The anti-GLP-1R antibody, which targets the extracellular domain, exhibits two kinetically distinct populations corresponding to affinity and avidity driven interactions. The anti-GLP-1R monoclonal antibody, which targets ECD exclusively, also produced two kinetically resolved populations, but their physical interpretation is entirely different from the peptide case. Here the two clusters are labelled Affinity and Avidity. The Affinity population, with K_D = 65.5 nM, represents monovalent single-site engagement of one Fab arm with a single ECD epitope. The Avidity population, with K_D = 0.78 nM, arises from bivalent crosslinking of two spatially proximate ECD epitopes with both Fab arms simultaneously (Figure 1c). The ~80-fold enhancement in functional affinity conferred by avidity is a direct consequence of the native receptor organization on the plasma membrane, and it is absent from any assay using purified or solubilized protein. Ensemble measurements using SPR may be able to detect avidity effects; however, the data generated represents a mixture of binding mechanisms. In comparison, SPRM can provide the ability to quantify and differentiate affinity and avidity populations simultaneously. This avidity-driven behavior is strongly influenced by receptor density and spatial organization on the cell surface and is a defining feature of antibody receptor interactions that cannot be captured in simplified biochemical systems.

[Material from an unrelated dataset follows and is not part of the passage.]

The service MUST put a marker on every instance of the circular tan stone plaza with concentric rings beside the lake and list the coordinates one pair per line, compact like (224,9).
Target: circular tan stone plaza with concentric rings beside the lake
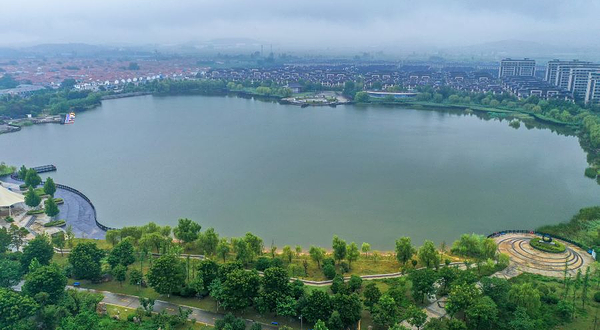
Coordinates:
(524,258)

Taken together, it becomes evident that SPRM allows resolving entirely different mechanisms of ligand receptor binding using the same experimental system. Small molecules display one type of binding mechanism, involving only the transmembrane region of the receptor. Peptides show multimodal ligand binding through their interaction with various regions of the GLP-1R molecule. Antibodies can induce an avidity effect leading to multivalency of ligand interactions. It is important to note that such an approach is vital for understanding the true nature of ligand receptor binding and gaining essential information for drug design and optimization.